In step 1 10 the reduced bitmap PB" is compressed to obtain a compressed bitmap PBC and the definition of net N and scaling coefficients kx, ky are added to and stored as a scaled-down representation f_PBC.

Fig. 2 shows the procedure for decoding the compressed representation f_PBC. First, the compressed bitmap PBC is read in step 201 . Next, PBC is decompressed in step 202 to obtain the reduced frame PB". In step 203 the reduced frame PB" is scaled up using coefficients kx, ky to obtain the modified frame PB'. In step 204 re-morphing of the modified frame PB' is performed using the net N to obtain the frame PB. Next, frame PB is displayed in step 205.

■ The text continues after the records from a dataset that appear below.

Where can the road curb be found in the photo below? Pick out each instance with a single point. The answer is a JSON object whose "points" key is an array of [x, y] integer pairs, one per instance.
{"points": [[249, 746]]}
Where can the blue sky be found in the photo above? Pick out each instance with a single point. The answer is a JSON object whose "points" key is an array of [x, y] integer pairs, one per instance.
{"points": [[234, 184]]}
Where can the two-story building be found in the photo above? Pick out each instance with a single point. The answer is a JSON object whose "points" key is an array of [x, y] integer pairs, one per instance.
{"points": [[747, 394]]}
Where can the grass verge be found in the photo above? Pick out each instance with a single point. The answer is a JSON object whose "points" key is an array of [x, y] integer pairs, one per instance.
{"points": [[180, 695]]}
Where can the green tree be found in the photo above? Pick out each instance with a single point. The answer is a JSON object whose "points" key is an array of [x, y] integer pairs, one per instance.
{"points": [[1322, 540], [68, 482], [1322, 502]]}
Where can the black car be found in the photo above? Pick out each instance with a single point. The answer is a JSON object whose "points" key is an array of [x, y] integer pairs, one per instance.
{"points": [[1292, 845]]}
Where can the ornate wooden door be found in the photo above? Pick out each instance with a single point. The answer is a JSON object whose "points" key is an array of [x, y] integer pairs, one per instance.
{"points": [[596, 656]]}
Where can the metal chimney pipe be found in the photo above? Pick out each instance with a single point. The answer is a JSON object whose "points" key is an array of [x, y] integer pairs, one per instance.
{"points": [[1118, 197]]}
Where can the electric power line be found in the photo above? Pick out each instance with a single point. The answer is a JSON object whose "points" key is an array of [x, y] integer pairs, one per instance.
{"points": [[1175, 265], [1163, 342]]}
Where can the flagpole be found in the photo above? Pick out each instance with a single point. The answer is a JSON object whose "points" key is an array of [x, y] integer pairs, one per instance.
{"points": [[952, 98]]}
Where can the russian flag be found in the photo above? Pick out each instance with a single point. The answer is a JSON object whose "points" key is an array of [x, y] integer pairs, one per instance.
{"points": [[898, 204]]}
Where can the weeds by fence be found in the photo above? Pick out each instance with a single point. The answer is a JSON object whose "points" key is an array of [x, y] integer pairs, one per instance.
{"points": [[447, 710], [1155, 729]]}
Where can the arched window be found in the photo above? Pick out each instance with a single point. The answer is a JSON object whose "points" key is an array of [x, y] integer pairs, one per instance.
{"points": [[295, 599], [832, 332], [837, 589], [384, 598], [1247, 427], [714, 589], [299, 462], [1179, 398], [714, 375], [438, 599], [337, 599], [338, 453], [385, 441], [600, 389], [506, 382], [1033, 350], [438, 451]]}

Fig. 3 shows a system for reducing video resolution. The system may be implemented by using programmable logic circuits such as PGA (Programmable Gate Array), FPGA (Field-Programmable Gate Array) or ASIC (Application-Specific Integrated Circuit) or SoC (System on the Chip). The system comprises a suitable data bus 301 for communicating, preferably bidirectionally, all circuits of the system. Further, the system comprises a memory 302 for storing required software for the controller 303 and any temporary data needed for operation of the system, such as the video stream and image data bitmaps. The controller 303 is configured to execute software that allows for reducing image resolution, wherein such software is configured to execute the method steps of Fig. 1 . A user interface (304) allows the user to control the process.

The presented method and system can be used in applications such as video surveillance systems, digital television systems, streaming video systems etc.

It can be easily recognized, by one skilled in the art, that the aforementioned method for reducing image resolution may be performed and/or controlled by one or more computer programs. Such computer programs are typically executed by utilizing the computing resources in a computing device such as personal computers, personal digital assistants, cellular telephones, dedicated controllers or the like. Applications are stored on a non-transitory medium. An example of a non-transitory medium is a non-volatile memory, for example a flash memory or volatile memory, for example RAM. The computer instructions are executed by a suitable processor.

These memories are exemplary recording media for storing computer programs comprising computer-executable instructions performing all the steps of the computer-implemented method according the technical concept presented herein.

While the invention presented herein has been depicted, described, and has been defined with reference to particular preferred embodiments, such references and examples of implementation in the foregoing specification do not imply any limitation on the invention. It will, however, be evident that various modifications and changes may be made thereto without departing from the broader scope of the technical concept. The presented preferred embodiments are exemplary only, and are not exhaustive of the scope of the technical concept presented herein.

Accordingly, the scope of protection is not limited to the preferred embodiments described in the specification, but is only limited by the claims that follow.